Magdeburg, 27. August 2026. In einer aktuellen Debatte im Stadtrat zum Thema „Dürre und Niedrigwasser in Magdeburg“ hat die Ratsfraktion SPD/Tierschutzallianz/Volt hervorgehoben, dass das aktuelle Niedrigwasser an der Elbe ein deutliches Warnsignal ist.
„Wir erleben nicht einfach nur Niedrigwasser. Die Lage der Elbe zeigt uns in aller Deutlichkeit, dass wir Wasserhaushalt, Klimaanpassung und Flächenpolitik endlich zusammen denken müssen“, erklärt Dr. Niko Zenker, Stadtrat der Ratsfraktion SPD/Tierschutzallianz/Volt. „Die Folgen des Klimawandels sind messbar, sichtbar und längst auch in unserer Stadt angekommen.“
Klimaanpassung ist Daseinsvorsorge
Hitze, Trockenheit und Wasserknappheit belasten insbesondere Menschen, die nur begrenzte Möglichkeiten haben, sich individuell vor den Folgen zu schützen.
Deshalb braucht Magdeburg mehr Investitionen in Entsiegelung, Stadtgrün, Regenwasserrückhalt und hitzeresiliente Infrastruktur. „Vorsorge ist keine Nebensache.
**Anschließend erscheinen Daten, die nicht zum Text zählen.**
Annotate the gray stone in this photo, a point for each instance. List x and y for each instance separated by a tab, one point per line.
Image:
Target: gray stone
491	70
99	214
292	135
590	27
Vorsorge ist soziale Gerechtigkeit“, so Dr. Niko Zenker.
Wasser kennt keine Stadtgrenzen
Die Ratsfraktion SPD/Tierschutzallianz/Volt spricht sich gleichzeitig für eine engere Zusammenarbeit mit dem Land Sachsen-Anhalt, den Nachbarkommunen und europäischen Städten aus. Städte in anderen Ländern setzen bereits auf Schwammstadt-Prinzipien, digitale Messsysteme und modernes Regenwassermanagement. Magdeburg muss von diesen Erfahrungen lernen und stärker mit anderen Städten entlang großer Flusssysteme kooperieren.
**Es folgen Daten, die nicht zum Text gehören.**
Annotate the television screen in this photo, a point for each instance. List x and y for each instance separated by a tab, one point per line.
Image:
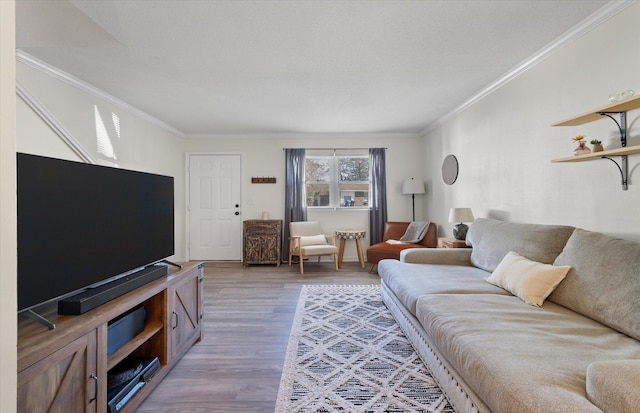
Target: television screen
81	224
Konkrete Maßnahmen für Magdeburg
Die aktuelle Niedrigwassersituation muss deshalb ein Anlass sein, die Klimaanpassung in Magdeburg konsequent voranzutreiben – nicht erst dann, wenn die nächste Dürre bereits eintritt.
„Magdeburg braucht jetzt keine weiteren Ankündigungen, sondern entschlossenes Handeln. Wenn wir die Entwicklung ernst nehmen, müssen wir heute die Maßnahmen auf den Weg bringen, die unsere Stadt morgen widerstandsfähiger machen“, betont Dr. Niko Zenker.